RDataFrame, pass the result of Filter() as the argument of a function

andrea.celentano · January 23, 2023, 9:49am

Dear colleagues,
I am trying to write the code for an analysis using RDataFrames. The input of my analysis is a ROOT File with a ROOT Tree containing multiple branches.

My goal is the following. I’d like to apply a series of Filters on the RDataFrame, and after each filter create a set of histograms. The histograms are always the same. Therefore, I thought I could use a function to create them, passing as argument the result of the Filter operation.

The function would look like:

std::vector::<ROOT::RDF::RResultPtr<TH1>> createHisto(int idx, some_type_that_I_do_not_know df){
    std::vector::<ROOT::RDF::RResultPtr<TH1>> ret;
    ret.push_back(df.Histo1D("name_of_a_column"));
    ret.push_back(df.Histo2D("name_of_a_column","name_of_another_column"));
    [...]
    return ret;
}

The problem that I am stuck on is the following. To filter the RDataFrame, I use different functions, with different arguments, depending on which columns they operate on. For example:

bool filterFun1(double a,double b);
bool filterFun2(int i);

In the code, I’d like to do something like:

ROOT::RDataFrame df("tout","inputFile.root");

auto f1=df.Filter(FilterFun1,{"column_a","column_b"});
auto h1=createHisto(1,f1);

auto f2=f1.Filter(FilterFun2,{"column_i"});
auto h2=createHisto(2,f2);

However, this does not work because f1 and f2 are two different types (pardon me if the word is not correct) - i.e. two different “flavours” of the template RInterface. In other words, the problem I see is associated with the second argument of the createHisto function.

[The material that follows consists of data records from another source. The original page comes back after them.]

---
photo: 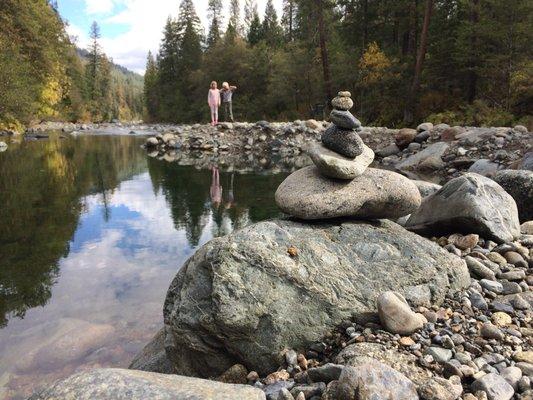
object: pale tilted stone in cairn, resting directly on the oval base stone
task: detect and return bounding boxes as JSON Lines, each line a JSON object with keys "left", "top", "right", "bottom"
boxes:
{"left": 307, "top": 143, "right": 374, "bottom": 179}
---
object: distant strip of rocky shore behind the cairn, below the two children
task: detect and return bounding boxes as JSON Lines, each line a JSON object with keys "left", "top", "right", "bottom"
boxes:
{"left": 139, "top": 120, "right": 533, "bottom": 182}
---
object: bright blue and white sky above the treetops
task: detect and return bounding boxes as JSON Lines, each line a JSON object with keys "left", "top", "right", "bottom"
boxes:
{"left": 57, "top": 0, "right": 282, "bottom": 74}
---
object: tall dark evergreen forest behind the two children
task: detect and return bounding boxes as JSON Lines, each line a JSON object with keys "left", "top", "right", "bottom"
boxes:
{"left": 145, "top": 0, "right": 533, "bottom": 127}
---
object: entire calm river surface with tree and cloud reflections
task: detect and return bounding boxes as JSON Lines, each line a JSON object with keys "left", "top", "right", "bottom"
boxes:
{"left": 0, "top": 136, "right": 285, "bottom": 399}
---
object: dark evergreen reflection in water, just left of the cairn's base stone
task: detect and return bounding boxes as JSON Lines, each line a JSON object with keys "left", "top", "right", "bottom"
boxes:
{"left": 148, "top": 159, "right": 286, "bottom": 247}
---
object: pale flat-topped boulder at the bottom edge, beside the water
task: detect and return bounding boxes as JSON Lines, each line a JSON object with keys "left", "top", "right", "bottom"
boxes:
{"left": 30, "top": 368, "right": 266, "bottom": 400}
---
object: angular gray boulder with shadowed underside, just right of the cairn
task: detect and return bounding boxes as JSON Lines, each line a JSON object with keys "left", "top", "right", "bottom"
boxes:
{"left": 405, "top": 173, "right": 520, "bottom": 243}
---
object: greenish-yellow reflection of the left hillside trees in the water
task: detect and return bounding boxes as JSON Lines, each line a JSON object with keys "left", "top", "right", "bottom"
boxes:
{"left": 0, "top": 137, "right": 146, "bottom": 327}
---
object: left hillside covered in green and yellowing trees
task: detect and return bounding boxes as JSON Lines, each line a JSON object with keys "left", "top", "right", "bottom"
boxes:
{"left": 0, "top": 0, "right": 142, "bottom": 130}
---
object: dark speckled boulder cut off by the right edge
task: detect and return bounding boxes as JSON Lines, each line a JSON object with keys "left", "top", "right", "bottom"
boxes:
{"left": 493, "top": 169, "right": 533, "bottom": 222}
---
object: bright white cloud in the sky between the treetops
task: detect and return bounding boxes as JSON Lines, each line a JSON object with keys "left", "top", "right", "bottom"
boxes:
{"left": 75, "top": 0, "right": 282, "bottom": 74}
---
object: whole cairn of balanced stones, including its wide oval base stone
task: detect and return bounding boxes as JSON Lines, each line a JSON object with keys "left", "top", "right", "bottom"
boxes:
{"left": 276, "top": 92, "right": 421, "bottom": 220}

Is there any way to solve this problem? A solution would be to have the argument list of my filter functions to be always the same, taking all columns of the TTree, but maybe this is not the best choice…

Thanks,
Bests,
Andrea

ROOT Version: 6.24.06
Platform: CentOs7
Compiler: gcc 11.2.0

couet · January 23, 2023, 9:52am

May be @vpadulan can help with this.

vpadulan · January 23, 2023, 10:47am

Hi @andrea.celentano ,

Thanks for reaching out. What you are looking for is explained in the docs.

Something like

auto createHisto(ROOT::RDF::RNode df){
    std::vector::<ROOT::RDF::RResultPtr<TH1D>> ret;
    ret.reserve(NHISTOS);
    ret.emplace_back(df.Histo1D("name_of_a_column"));
    [...]
    return ret;
}

Cheers,
Vincenzo

andrea.celentano · January 23, 2023, 11:29am

Dear @vpadulan ,
thanks for your quick and clear reply.

This works exactly as expected!

Cheers,
Andrea

system · February 6, 2023, 11:30am

This topic was automatically closed 14 days after the last reply. New replies are no longer allowed.